This paper presents a board‑grade framework for governing AI at hyperscale. It translates normative principles, regulatory requirements and technical best practices into measurable Service Level Objectives (SLOs) and provides case lessons from hyperscalers. The goal is to make trust auditable and actionable, enabling organisations to innovate responsibly at planet scale.

From principles to practice: building an AI governance stack

Aligning with global norms

The governance stack begins with aligning the organisation’s AI charter to widely accepted values. The OECD AI Principles—inclusive growth, human rights, transparency, robustness and accountability—are now a global baseline[4][5]. The World Economic Forum’s Digital Trust framework stresses ethical use, user rights and system resilience. UNESCO’s recommendations add cultural diversity and environmental sustainability. By embedding these norms in corporate policy, boards communicate that AI will be used to enhance society rather than merely to cut costs.

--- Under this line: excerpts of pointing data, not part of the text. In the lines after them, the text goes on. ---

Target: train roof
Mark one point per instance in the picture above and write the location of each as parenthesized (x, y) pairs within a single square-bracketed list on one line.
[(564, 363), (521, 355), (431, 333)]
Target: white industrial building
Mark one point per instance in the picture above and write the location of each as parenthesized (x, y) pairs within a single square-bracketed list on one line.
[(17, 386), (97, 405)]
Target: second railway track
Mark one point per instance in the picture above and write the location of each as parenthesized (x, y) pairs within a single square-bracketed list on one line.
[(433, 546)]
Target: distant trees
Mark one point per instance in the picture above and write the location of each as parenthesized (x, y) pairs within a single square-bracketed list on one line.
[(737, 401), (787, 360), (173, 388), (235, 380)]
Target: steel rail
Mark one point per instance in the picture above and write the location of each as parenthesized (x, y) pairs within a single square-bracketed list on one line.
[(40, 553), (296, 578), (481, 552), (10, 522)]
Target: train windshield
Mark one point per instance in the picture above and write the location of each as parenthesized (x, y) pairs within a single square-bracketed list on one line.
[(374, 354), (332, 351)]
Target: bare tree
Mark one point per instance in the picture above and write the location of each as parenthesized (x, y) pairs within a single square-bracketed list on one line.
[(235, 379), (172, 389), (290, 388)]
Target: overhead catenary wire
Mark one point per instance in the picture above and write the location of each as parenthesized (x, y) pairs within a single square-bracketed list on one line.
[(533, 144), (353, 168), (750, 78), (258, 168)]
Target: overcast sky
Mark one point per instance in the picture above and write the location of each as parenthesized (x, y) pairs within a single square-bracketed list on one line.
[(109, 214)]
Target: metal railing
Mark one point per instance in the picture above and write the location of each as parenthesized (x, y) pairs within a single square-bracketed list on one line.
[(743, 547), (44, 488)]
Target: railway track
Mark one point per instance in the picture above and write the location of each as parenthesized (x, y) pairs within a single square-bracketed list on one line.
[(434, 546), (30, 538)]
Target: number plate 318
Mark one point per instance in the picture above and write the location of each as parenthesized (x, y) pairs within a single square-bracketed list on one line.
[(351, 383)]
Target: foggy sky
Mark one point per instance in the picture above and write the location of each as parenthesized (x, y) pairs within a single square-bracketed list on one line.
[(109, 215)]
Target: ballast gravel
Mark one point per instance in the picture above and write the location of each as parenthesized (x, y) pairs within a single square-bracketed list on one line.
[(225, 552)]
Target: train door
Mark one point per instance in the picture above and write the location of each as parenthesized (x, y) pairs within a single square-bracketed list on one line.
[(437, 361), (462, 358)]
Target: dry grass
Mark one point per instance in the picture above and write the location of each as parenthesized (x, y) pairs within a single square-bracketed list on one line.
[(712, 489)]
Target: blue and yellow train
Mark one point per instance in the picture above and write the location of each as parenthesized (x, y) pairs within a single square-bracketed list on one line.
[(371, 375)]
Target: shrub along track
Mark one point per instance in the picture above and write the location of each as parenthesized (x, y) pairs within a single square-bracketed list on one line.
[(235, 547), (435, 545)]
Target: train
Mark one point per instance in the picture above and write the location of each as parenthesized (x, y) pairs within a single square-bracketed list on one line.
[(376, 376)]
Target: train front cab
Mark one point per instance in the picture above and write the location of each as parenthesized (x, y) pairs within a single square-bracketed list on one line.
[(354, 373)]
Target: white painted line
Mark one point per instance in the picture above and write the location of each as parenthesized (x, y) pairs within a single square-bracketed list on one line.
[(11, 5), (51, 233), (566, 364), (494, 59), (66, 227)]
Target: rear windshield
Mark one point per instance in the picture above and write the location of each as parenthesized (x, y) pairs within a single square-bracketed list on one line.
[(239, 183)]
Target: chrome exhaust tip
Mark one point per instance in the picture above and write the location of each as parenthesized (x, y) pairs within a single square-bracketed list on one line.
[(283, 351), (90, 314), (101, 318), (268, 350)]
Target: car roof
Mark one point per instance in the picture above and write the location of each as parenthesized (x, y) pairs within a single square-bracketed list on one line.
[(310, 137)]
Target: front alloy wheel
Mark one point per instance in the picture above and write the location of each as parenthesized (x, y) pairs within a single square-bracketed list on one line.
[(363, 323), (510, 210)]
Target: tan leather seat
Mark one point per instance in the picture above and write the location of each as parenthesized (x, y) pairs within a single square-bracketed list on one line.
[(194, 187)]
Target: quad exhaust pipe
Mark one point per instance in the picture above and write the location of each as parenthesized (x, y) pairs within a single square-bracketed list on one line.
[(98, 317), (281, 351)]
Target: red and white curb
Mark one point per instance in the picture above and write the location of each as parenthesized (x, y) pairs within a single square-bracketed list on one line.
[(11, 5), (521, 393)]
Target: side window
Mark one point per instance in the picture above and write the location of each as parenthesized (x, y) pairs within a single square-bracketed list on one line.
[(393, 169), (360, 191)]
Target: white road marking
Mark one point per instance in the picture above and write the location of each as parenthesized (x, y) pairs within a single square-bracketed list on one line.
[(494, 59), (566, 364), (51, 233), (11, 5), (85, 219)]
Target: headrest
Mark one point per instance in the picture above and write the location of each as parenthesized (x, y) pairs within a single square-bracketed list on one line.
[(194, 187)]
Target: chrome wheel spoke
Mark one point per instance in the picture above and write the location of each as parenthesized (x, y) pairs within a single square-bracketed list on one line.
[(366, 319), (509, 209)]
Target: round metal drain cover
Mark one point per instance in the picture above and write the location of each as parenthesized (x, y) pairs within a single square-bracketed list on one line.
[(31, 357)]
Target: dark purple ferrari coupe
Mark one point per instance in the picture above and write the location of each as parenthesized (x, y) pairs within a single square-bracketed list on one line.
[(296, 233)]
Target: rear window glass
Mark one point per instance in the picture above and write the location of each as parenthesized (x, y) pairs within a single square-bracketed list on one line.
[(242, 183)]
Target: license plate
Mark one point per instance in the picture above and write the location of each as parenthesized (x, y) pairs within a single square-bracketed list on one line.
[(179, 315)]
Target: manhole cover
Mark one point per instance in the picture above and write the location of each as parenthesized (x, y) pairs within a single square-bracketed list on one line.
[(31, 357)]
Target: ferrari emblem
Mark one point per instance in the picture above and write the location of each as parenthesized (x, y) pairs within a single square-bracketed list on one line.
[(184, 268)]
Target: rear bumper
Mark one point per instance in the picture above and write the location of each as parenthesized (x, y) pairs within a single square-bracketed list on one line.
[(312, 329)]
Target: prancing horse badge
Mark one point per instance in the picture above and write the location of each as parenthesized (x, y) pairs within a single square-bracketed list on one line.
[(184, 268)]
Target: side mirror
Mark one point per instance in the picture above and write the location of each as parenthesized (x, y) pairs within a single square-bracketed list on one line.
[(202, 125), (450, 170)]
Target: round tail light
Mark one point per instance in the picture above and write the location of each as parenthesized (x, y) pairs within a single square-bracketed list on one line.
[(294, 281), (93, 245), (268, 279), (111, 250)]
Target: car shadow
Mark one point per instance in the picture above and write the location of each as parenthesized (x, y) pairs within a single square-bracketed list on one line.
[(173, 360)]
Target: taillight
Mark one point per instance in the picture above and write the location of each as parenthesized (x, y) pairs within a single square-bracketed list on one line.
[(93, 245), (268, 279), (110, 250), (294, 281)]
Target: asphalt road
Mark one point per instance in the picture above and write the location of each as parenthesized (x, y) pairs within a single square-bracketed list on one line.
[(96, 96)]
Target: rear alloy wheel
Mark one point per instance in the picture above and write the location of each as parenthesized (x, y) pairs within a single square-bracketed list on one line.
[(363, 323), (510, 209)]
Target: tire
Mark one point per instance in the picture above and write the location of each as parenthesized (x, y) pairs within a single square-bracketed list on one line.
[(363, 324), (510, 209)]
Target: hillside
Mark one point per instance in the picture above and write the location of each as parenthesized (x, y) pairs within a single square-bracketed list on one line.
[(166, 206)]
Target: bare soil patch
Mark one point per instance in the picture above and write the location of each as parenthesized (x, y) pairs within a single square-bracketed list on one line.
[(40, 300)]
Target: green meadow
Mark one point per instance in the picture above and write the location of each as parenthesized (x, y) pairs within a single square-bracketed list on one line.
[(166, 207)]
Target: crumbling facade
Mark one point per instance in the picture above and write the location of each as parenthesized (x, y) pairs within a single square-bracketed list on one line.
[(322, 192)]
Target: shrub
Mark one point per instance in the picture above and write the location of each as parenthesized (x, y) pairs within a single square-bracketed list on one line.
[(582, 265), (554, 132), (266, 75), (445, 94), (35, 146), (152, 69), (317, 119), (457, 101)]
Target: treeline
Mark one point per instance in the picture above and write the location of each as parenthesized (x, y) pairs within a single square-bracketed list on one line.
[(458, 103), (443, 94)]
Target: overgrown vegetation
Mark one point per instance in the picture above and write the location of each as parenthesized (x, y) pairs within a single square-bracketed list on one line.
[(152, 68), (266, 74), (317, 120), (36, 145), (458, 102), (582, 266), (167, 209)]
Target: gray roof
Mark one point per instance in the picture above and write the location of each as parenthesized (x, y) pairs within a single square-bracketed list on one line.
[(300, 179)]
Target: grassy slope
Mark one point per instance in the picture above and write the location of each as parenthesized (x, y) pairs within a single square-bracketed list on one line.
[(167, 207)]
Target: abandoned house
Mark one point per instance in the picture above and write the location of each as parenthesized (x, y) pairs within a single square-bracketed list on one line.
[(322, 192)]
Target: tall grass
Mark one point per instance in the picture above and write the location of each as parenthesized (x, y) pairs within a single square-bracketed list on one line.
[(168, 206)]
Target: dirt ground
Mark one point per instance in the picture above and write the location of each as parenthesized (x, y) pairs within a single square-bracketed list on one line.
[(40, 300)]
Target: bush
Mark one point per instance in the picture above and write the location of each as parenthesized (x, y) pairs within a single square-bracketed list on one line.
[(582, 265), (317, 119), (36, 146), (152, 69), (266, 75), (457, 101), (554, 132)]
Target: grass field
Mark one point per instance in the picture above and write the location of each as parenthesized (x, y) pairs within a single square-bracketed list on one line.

Operationalising risk management

Norms alone do not mitigate risk. Boards need structured frameworks. The NIST AI Risk Management Framework (AI‑RMF) introduces four functions—map, measure, manage and govern. It emphasises quantitative and qualitative assessment of risks before deployment and regular evaluation afterwards[14]. Measurements must be objective, repeatable and scientifically sound[15]. The UK’s Department for Science, Innovation & Technology (DSIT) crystallises assurance into a measure–evaluate–communicate pattern: organisations must gather performance and impact data, benchmark risks against standards, and share results through dashboards or certification[16]. DSIT cautions that no single technique suffices; effective assurance combines risk assessments, bias audits, compliance audits, formal verification and conformity assessments[17][18].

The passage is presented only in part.